TWLOHA’s founder, Jamie Tworkowski, started the organization after he spent a week with his nineteen-year-old friend, Renee, who’d long been struggling with addiction and self-injury. Once having carved “fuck up” on her arm, Jamie remembers wishing he could replace it with “love.” When a hospital denied her entry, Jamie and friends became her “church” and her treatment center. To pay for further treatment, Jamie sold T-shirts, and their friends in the music scene began wearing the shirts at live shows. An amazing energy swelled around the group and a nonprofit was born. (Read the full origin story here.)
Since 2006, TWLOHA has responded to two hundred thousand messages from across the world with a message of hope and love. With the money they receive from T-shirt sales and donations, they’ve been able to give $1.8 million to treatment and recovery.
Though the majority of people TWLOHA serves are women, Jamie tells me that they are always working toward reaching more men, who tend to have a harder time sharing their mental health experiences. TWLOHA is a resource for everyone of all ages, genders, backgrounds, and walks of life. Its message is simple but powerful: No one is a fuck up. Everyone is loved. There is always hope.
When I asked how TWLOHA works towards its mission, Jamie tells me that communication is key: “Through blogs on our website, through social media, through student-led chapters on college campuses, and beneath our tent at music festivals, we try to go where people go, both online and offline, to deliver a message of hope and help.”
I can’t say enough positive things about TWLOHA. The organization has grown so big and so beautiful over the past ten years that no matter where I go in my TWLOHA T-shirt, someone stops me to tell me lovingly about theirs.

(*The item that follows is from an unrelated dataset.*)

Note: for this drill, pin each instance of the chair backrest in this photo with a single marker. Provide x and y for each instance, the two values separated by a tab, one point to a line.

I remember one of these exchanges with particular fondness. Almost two years ago, I was in Asheville, North Carolina, hiding from Hurricane Matthew, which seemed like it was headed straight toward my home in Wilmington, North Carolina. My friends and I were stationed at a pub, lazing the day away drinking beer, discussing the storm we’d missed. I forgot I was wearing my TWLOHA shirt (my all-time favorite shirt) until I looked up to see a girl making a beeline toward me.

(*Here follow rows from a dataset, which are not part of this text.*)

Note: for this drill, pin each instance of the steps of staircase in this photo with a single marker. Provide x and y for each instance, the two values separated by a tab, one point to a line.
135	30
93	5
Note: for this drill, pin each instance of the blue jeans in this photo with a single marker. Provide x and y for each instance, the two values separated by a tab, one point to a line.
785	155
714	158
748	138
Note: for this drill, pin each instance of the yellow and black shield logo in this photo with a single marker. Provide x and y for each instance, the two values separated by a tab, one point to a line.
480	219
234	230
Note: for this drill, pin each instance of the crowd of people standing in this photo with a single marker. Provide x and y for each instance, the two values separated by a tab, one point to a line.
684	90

“Oh, my god,” she said, standing proudly above our table. “I just came over here to tell you I have that exact same shirt. You’re awesome!”
“You’re awesomer!” I replied.
It was a simple exchange, only a few seconds long. But it stays with me, the warm moment I realized that I’d just met a woman who struggles with her mental health too. Who struggles with the stigma too. Who wasn’t afraid to come up and share a bit of herself with me. I still remember her smile, and how we both actually believed, in that split second, we were not alone.